Bayesian phylogenetic analysis was performed using MrBayes [73] by implementing the Whelan and Goldman (WAG+I+G+F) model. Monte Carlo Markov Chain analysis was performed for 106 generations with a sampling frequency of 100 generations. The run was halted when the standard deviation of the split frequencies dropped below 0.01. The LnL graph (Log likelihood versus generation plot) was inspected and found to be satisfactory as there was no increasing or decreasing trend observed in the graph. Confidence level for the nodes was assessed with Bayesian posterior probabilities and the consensus tree was redrawn using Treegraph [74].

To complement the clusterings made by the three tree programs, we also supplied the distance data to a C-program program for multivariate analysis (PCA, MS Johnson). The program displays coordinates for each sequence and their locations such that the variance among the data is a maximum, and projections for various numbers of dimensions are possible. The three most informative dimensions, as a pseudo-PDB coordinate file, were visualized using Bodil [75].

Structure Modeling and Identification of Functionally Important Residues

Protein structures were obtained from the Protein Data Bank [10]. The 2.1 Å resolution X-ray structure of the human integrin α2I domain in complex with the GFOGER tripeptide (IDZI; [15]) was used to model the structures of Pma_f1, Pma_f2 and Pma_f3. Structures of human αI domains were aligned using Vertaa in Bodil [75] and used as the basis to optimize the sequence alignments (optimal placement of gaps based on key functional residues and secondary structure) made using Malign [76]. Models were constructed using the Homodge package in Bodil and using Modeller [77] in Discovery studio ( Furthermore, energy minimization was included by using the Charmm force field [78] in Discovery studio.

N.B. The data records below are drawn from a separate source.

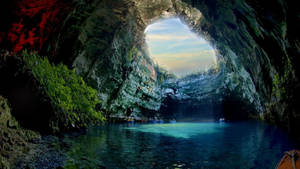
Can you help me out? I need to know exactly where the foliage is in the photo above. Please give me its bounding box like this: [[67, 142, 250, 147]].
[[22, 51, 104, 127]]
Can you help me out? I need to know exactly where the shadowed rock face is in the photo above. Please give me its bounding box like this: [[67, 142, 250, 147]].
[[0, 0, 300, 137]]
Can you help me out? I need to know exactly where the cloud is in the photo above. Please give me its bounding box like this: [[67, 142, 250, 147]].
[[145, 18, 216, 76], [146, 34, 192, 41]]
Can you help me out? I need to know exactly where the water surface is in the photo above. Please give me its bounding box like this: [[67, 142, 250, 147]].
[[64, 122, 295, 169]]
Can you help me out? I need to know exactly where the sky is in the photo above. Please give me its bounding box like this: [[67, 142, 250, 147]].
[[145, 18, 216, 77]]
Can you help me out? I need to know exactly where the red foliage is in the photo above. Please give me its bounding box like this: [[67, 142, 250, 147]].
[[0, 0, 71, 52]]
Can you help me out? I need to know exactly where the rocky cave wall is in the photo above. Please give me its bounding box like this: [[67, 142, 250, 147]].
[[0, 0, 300, 136]]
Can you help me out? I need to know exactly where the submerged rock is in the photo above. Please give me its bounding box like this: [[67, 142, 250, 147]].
[[0, 96, 40, 169]]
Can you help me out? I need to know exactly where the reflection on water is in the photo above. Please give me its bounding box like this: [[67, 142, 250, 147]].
[[64, 122, 295, 169]]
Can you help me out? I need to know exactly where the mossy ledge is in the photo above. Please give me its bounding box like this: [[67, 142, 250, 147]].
[[22, 51, 105, 133], [0, 96, 40, 169]]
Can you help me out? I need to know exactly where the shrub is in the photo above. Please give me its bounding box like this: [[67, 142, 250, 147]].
[[22, 51, 105, 131]]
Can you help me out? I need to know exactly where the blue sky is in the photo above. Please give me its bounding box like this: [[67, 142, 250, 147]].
[[145, 18, 216, 76]]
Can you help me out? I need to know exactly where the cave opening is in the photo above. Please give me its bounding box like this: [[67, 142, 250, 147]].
[[145, 17, 217, 77]]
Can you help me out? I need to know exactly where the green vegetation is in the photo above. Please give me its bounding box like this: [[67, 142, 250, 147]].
[[22, 51, 105, 129]]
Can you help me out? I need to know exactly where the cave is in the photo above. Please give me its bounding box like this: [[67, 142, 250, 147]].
[[0, 0, 300, 168]]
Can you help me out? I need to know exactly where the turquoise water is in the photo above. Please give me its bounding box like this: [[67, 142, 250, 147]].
[[64, 122, 295, 169]]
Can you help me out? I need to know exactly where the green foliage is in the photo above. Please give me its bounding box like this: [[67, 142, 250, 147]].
[[22, 51, 105, 127]]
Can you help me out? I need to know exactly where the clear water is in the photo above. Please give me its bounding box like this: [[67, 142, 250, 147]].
[[64, 122, 296, 169]]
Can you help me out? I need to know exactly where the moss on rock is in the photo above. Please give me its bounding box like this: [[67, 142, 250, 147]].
[[0, 96, 40, 169], [22, 51, 105, 132]]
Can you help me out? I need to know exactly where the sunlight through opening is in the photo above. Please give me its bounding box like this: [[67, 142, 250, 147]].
[[145, 18, 217, 77]]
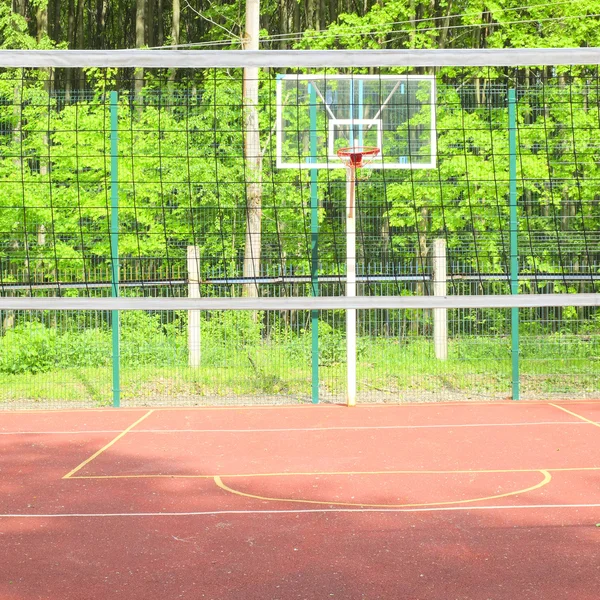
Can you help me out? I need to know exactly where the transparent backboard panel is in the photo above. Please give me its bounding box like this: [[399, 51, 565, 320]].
[[277, 75, 436, 169]]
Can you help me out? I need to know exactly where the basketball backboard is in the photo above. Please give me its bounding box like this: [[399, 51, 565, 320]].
[[276, 75, 436, 169]]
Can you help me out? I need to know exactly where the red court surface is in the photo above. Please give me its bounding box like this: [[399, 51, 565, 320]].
[[0, 402, 600, 600]]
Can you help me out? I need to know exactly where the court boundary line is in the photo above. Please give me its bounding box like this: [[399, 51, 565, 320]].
[[62, 410, 154, 479], [69, 467, 600, 479], [548, 402, 600, 427], [0, 503, 600, 519], [213, 470, 552, 508], [0, 397, 600, 415], [0, 420, 585, 435]]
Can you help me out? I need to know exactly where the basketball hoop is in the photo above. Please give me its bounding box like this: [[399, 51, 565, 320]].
[[338, 146, 379, 169]]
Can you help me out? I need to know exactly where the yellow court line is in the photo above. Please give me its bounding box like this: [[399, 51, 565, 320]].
[[69, 467, 600, 479], [214, 470, 552, 508], [549, 402, 600, 427], [63, 410, 154, 479]]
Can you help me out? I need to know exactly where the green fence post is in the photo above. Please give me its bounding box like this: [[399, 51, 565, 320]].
[[508, 89, 520, 400], [309, 84, 319, 404], [110, 92, 121, 407]]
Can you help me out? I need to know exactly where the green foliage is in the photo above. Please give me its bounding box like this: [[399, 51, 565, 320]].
[[0, 323, 57, 373]]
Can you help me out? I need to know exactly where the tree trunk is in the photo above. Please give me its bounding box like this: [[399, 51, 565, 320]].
[[169, 0, 181, 83], [65, 0, 75, 104], [134, 0, 146, 99], [243, 0, 262, 297], [146, 0, 156, 48], [156, 0, 165, 46]]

Bodil [75] was used to visualize the model structures, explore the side-chain conformations using the rotamer utility, and to construct figures from the models. A simple C program, Surf2, was written to identify interactions between the α2I domain and the GFOGER tripeptide and structural water molecules (PDB code: 1DZI), and between the α1I domain NMR structure and GLOGEN tripeptide (PDB code: 3M32) and apo-form of the α1I domain (PDB code: 1PT6; [79]). A 4.2 Å distance cutoff between atoms was used to identify a contact. All contacts were confirmed visually using Bodil.

Cloning and Protein Expression

Lamprey nucleic acid sequences for the predicted αI domain regions were synthesized by Eurofins MWG Operon (Germany) for Pma_f1, Pma_f2, and Pma_f3 and the genes were transferred into the pGEX-2T vector for expression. The expression strain E. coli BL21 tuner (Invitrogen, USA) was used for protein production, which was performed as earlier [58]. Human α2I domains (α2I wt and α2I E318W) of α2β1 integrin as well as glutathione S-transferase (GST) were expressed as described earlier [58]. Lamprey αI domains were expressed as either the full sequences below or the sequence minus the N-terminal amino acids that are highlighted in bold.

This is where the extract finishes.